In some situations, when the fat globules collide with each other, they form small granules which, as they amalgamate, create lumps of butter. This process, which is indispensable in cheese production, becomes unmanageable in confectionery. As mentioned earlier, the agglomeration of the fat balls occurs gradually, i.e. when the cream begins to look loose and starts to turn yellow. There are basically two reasons for this reaction:
- When the maximum amount of air stored in the cream is exceeded, the cream collapses. Also favoured by the slow heating caused by the movement of the whisk, the fat globules begin to clump together until they form large clusters.
- When the whipping phase takes place in an environment that is too hot. As we have said, the enemy of cream is the temperature, in fact, above 15-18°C the fat globules tend to release the water and air they contain, and above 30°C the protein membrane tends to tear, causing the fat it contains to come out and making it impossible to recover the product.
It is therefore a good idea, in hot weather, to cool the assembly tools (bowl and whisk) in the fridge or freezer and also the cream itself for a few minutes.
As can be deduced from the above information, the amount of fat in the cream plays a very important role in the whipping process.

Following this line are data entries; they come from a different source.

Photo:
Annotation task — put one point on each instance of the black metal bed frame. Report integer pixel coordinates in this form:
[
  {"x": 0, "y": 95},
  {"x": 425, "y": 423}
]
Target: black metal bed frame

Stable foam cannot be obtained if the fat content is insufficient to form an impermeable network around the air bubbles. When, on the other hand, the percentage of fat is sufficient, it is easier to form "blocks" of fat globules that give consistency to the finished product.

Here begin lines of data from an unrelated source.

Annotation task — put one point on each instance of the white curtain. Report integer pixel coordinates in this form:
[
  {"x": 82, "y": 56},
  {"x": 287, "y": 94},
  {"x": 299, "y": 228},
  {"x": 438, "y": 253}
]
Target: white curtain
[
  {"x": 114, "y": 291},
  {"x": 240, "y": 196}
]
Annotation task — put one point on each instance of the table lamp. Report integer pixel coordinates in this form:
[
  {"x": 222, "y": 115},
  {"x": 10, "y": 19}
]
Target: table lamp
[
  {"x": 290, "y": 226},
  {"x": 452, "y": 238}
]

There is therefore an optimum fat content (the famous m.g. that we also find in the packaging) that ranges from 30 to 40%, with an optimum index of 32-35%, which is that of counter-top cream.
In order to assist the whipping of the cream, caster sugar is normally used, in the optimal quantity of 10% of the weight of the cream itself, which acts as a stabiliser and sweetener; higher or lower quantities of sugar tend to make the whipped cream less stable and too or too little sweet.
In order for the sugar to fulfil its stabilising role, it is advisable to add it in the following way: 1/3 of the quantity at the beginning, the remaining 2/3 as the cream thickens. This subdivision of the sugar addition allows the cream to be partially stabilised at the beginning of the whipping without making it heavier and to be definitively bound in the final phase with the greater quantity of sweetener.
One of the most interesting parts of the pastry chef's job (in my humble opinion) is that the great achievements inevitably begin with the knowledge of small but essential details...and therefore HAPPY MILK CREAM TO ALL!
Blog edited by Enrico Gumirato pastry chef and trainer.